Sola en una cabina de dimensiones reducidas, Beryl pilota su biplano en la noche africana, a través de una vasta extensión de desierto, montañas y oscuridad. Aunque la vanidad no es uno de sus pecados, no puede evitar imaginar la belleza de todos esos lugares recónditos que, al carecer de nombre o de adscripción geográfica, aún mantienen todo su esplendor salvaje. Recorrerlos con el ronroneo del motor es lo más cercano que un piloto puede estar de cumplir el sueño de dominar la tierra y conquistar el cielo. Sin embargo, la prosa de Markham siempre está preocupada por el hecho y no tanto por la interpretación. Así, los grandes amores de la autora adquieren, en las páginas de su diario, una amistad integral.

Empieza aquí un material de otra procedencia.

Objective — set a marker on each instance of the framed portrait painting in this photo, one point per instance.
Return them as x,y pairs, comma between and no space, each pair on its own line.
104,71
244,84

Cada vez que Beryl escribe sobre Denys, Tom o Blix, sentimos que tras ellos late más la comprensión, un lugar donde vivir, que la pasión que Markham encuentra en su trabajo. Amores discretos, sí, pero cuyo eco acompaña a la autora hasta la última página de su obra, como si la rememoración de cada episodio vivido junto a Tom o al Barón Blixen le hiciesen sentir menos sola, más acompañada.
Cuando todavía no había hundido sus costumbres en la época acomodada de la madurez, Beryl Markham aceptó el desafío de cruzar volando de este a oeste, sin escalas, el océano Atlántico. A esta peripecia consagra la autora la última parte del libro, aquella en la que las esencias de la tierra africana comienzan a sentir la pisada de la guerra en Europa y las colonias notan en su interior la preocupación por dotar de forma legal al futuro país que tarde o temprano se emancipará de su cultura de adopción. Así, Markham dedica las últimas páginas del libro a describir cada instante de una proeza, que no obstante, no pudo culminar. Abandonada a sus pensamientos, la aviación y la aventura, el amor por África y sus raíces culturales desprenden, esta vez sí, una melancolía que su relato apasionado ha tratado de conjurar hasta ese momento. El regreso al hogar, a bordo de un carguero, será el momento escogido para madurar una historia surgida en un momento de cambio para un continente virgen. Una historia, por tanto, privilegiada, que sabe cómo extraer el jugo de cada experiencia. Palabra de intrépida amazona.
Mmm… dan ganas de leer y de coger el primer avión que pase!
Sin duda. En estos relatos en los que la aviación se entremezcla con la experiencia vital siempre flota el romanticismo de la aventura. El libro, además, es una buena excusa para zambullirse en retratos más poderosos como «Pilote de guerre», de Saint-Exupéry, de quien se dice fue amante pasajera Beryl Markham.